I try not to look at social media on Father’s Day.
I know I’m not alone. A lot of widows purposefully avoid social media on these fraught days – and there are many fraught days. Mother’s Day, Father’s Day, Valentine’s Day, Christmas, Thanksgiving…the list could go on. Because here’s the thing about social media on days that are celebratory: people post photos of their smiling and (usually) intact families. They sing the praises of the fathers in their children’s lives. This is great, and yet it is all a brutal reminder to me that my own family does not look like it once did.
Father’s Day is probably the hardest of all of the holidays for me. Yes, I’m thrilled that my friends love their dads, and their husbands, and all the men in their lives. But damn if I don’t feel insanely jealous on Father’s Day. It’s a day when I’m really sad – for me and for my kids.
My kids aren’t on social media yet (thank goodness) and this shields them from a lot of the comparisons they might be making on a day like today. But I still worry about them, because how can they not miss their dad on Father’s Day?
That said, my kids don’t grieve in the same way that I do. I think much of this is because they can’t really imagine what their lives will be like in the future. For me, thinking about their future without Shawn is immensely sad. It’s not that I worry as much anymore about how they will fare on a day-to-day basis. I’m pretty sure they’re going to be okay. It’s that I worry about Shawn’s absence at Tommy’s high school graduation, and Austin’s first day at a full-time job, and Claire’s wedding. I worry about the far-away future, a future they can’t even imagine.
Since Father’s Day is even more fraught than most days, we started planning weeks ago. The kids wanted to do what we’d done last year – go to the cemetery and the toy store and out for pancakes at our local diner. But of course we can’t do all those things this year, so we settled on a loose plan to visit the cemetery and take a bike ride.
As the weekend approached, I could feel my anxiety rising. I was nervous about how the day would go with my kids. They wanted my partner Chris to come with us to the cemetery and on the bike ride, so I discussed it with him. He wanted to do whatever was best for me and the kids. (Because of course he did. He loves us.) But what would it be like for us to visit the cemetery all together?
Basically, the plan I devised last night was “wing it.” It seemed appropriate, as that’s what we’ve been doing for the past two and a half years for pretty much every major holiday. So this morning, we got up, had pancakes at home and then headed to the cemetery.
The kids directed Chris to their father’s grave. We all stood around it for a minute, and then Austin asked if he could go run around. “Sure,” I said, and all three of them took off.
I stood there for a long while, watching them. I remembered when their father’s body was put in the ground, and how they’d run around the cemetery that day with some of their cousins, happy to be free of the church pews and car seats. “They miss their father,” I said to Chris, “but the cemetery isn’t a sad place for them.”
He squeezed my hand.

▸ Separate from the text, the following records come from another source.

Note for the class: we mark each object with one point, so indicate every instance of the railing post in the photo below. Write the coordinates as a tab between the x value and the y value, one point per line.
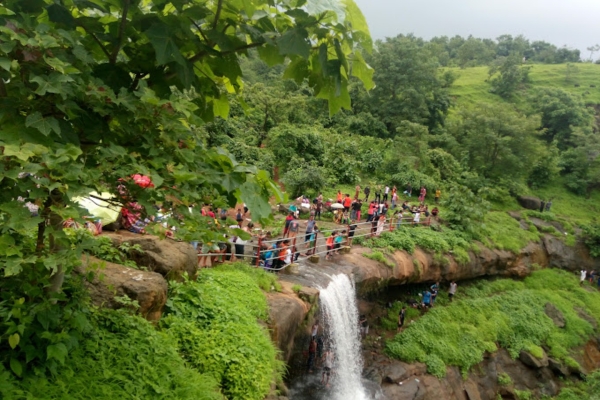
258	251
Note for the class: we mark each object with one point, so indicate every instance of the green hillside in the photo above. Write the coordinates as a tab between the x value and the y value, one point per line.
471	86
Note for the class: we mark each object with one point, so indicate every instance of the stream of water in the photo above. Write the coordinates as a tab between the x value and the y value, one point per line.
340	318
340	333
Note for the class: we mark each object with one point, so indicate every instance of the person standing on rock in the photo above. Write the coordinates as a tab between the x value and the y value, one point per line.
239	217
363	325
327	366
310	226
452	290
583	274
312	352
427	299
401	317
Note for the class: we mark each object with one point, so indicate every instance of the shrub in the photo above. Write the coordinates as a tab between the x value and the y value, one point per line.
214	320
523	394
504	232
510	313
124	356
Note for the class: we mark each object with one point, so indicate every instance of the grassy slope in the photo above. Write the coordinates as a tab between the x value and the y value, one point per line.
471	86
502	312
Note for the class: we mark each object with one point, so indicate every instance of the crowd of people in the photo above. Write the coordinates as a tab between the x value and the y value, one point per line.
589	276
386	201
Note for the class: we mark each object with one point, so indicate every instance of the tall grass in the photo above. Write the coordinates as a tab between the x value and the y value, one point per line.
502	312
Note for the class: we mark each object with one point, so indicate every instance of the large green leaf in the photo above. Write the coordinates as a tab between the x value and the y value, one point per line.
362	71
164	44
294	42
44	125
57	352
270	54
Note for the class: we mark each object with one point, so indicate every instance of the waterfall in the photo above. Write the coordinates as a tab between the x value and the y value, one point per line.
340	319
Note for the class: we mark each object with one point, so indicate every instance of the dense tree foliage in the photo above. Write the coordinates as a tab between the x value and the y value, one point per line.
92	92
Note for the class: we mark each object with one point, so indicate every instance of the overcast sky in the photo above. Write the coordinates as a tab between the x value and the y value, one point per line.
574	23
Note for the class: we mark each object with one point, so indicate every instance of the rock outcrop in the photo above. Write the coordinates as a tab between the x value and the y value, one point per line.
530	202
287	314
421	266
555	315
168	257
110	281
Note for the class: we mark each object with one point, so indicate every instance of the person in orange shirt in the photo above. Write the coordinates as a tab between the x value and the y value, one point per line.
330	244
347	203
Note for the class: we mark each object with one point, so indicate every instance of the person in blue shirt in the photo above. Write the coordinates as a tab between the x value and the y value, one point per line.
434	289
338	241
427	298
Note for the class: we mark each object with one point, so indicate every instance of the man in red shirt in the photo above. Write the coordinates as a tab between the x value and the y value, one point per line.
347	203
371	211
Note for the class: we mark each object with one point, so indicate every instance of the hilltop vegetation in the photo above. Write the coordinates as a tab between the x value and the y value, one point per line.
503	312
483	134
471	86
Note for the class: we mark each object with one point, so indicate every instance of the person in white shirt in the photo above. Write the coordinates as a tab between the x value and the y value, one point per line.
327	366
315	329
386	191
417	217
452	290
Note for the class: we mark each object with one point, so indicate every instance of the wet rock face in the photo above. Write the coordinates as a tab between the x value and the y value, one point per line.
530	202
168	257
286	316
110	280
532	361
410	381
555	315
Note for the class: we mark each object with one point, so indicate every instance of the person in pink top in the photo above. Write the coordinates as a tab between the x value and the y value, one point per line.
423	194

He knew it was still a sad place for me.
Maybe it’s especially sad on Father’s Day because I see my kids getting bigger each year, knowing that one day, they won’t run around the cemetery because they will be too old for that. Knowing that one day they will be grown, and that they will live so many years without Shawn. Knowing that he will have missed so much of their lives.
But they don’t know that yet. They can only really see today.
“Come see the new path we found!” Claire shouted at us from across the cemetery, and then all three of them came running.
We followed them, over the hill and past the graves of people who had lived to be 80 or 90. Tommy turned around, laughing at something and then ran to keep up with his siblings. They were all smiling with the kind of childhood joy that proclaims, “I don’t know what’s coming next, but I think it’s going to be something special.”
They led us into an area of the cemetery I hadn’t ever seen, and we did some exploring. As we walked back to the car, they held hands and excitedly talked about the bike ride that was next. I took a minute to watch them from the top of the hill, thinking about their lives, both past and future.
I realized that I have spent years grieving the future they won’t have.
But they haven’t been grieving their futures. They miss their father, and they certainly miss him on Father’s Day. And yet, they believe in a future that is full of possibility, wonder and joy.
I think that – more than anything – is what would make Shawn truly happy.